A Burguesia não liga para a dor, não liga para a classe média, quiçá para o pobre. A Burguesia não liga para o negro, para o homossexual, para a mulher. A Burguesia não liga para o proletariado, para o microempresário ou para o profissional autônomo. A Burguesia não liga para o senhor José que deixou três filhos pequenos e uma mulher desamparados, não liga para João, Antônio, Carlos, Maria, Clara, Ana. A Burguesia não se importa com uma "gripezinha".
O Brasil é o segundo país do mundo a perder meio milhão de pessoas para a Covid-19, após dezesseis meses de pandemia, caminhando em direção a uma terceira onda. Em junho, um brasileiro morreu de Covid a cada 44 segundos. No mesmo mês, o Presidente Jair Messias Bolsonaro confirmou que o Brasil sediaria a Copa América. Nos primeiros dez dias de junho deste ano, o Brasil foi o terceiro país do mundo que mais buscou por "falta de ar" no Google.
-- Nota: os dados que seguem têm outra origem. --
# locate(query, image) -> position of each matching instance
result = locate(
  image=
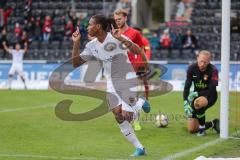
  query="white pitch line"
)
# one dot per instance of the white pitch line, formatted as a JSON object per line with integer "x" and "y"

Os números são alarmantes, e mais inquietante do que isso é a lembrança diária de que não se trata meramente de números, mas sim de vidas, sonhos, histórias que não merecem e não podem ser esquecidas. Somos 500 mil mortos; pois morremos um pouco a cada dia em que acordamos, mas a burguesia dorme tranquila.
Se Cazuza estivesse vivo, ainda hoje reafirmaria: "A burguesia fede/ A burguesia quer ficar rica/ Enquanto houver burguesia/ Não vai haver poesia".
Toda solidariedade às famílias e aos amigos das vítimas. A burguesia não liga para a dor, mas nós temos a obrigação de ligar. Se puder, fique em casa!
* As informações deste texto foram extraídas do portal Inumeráveis e de obituários publicados na Folha de S. Paulo.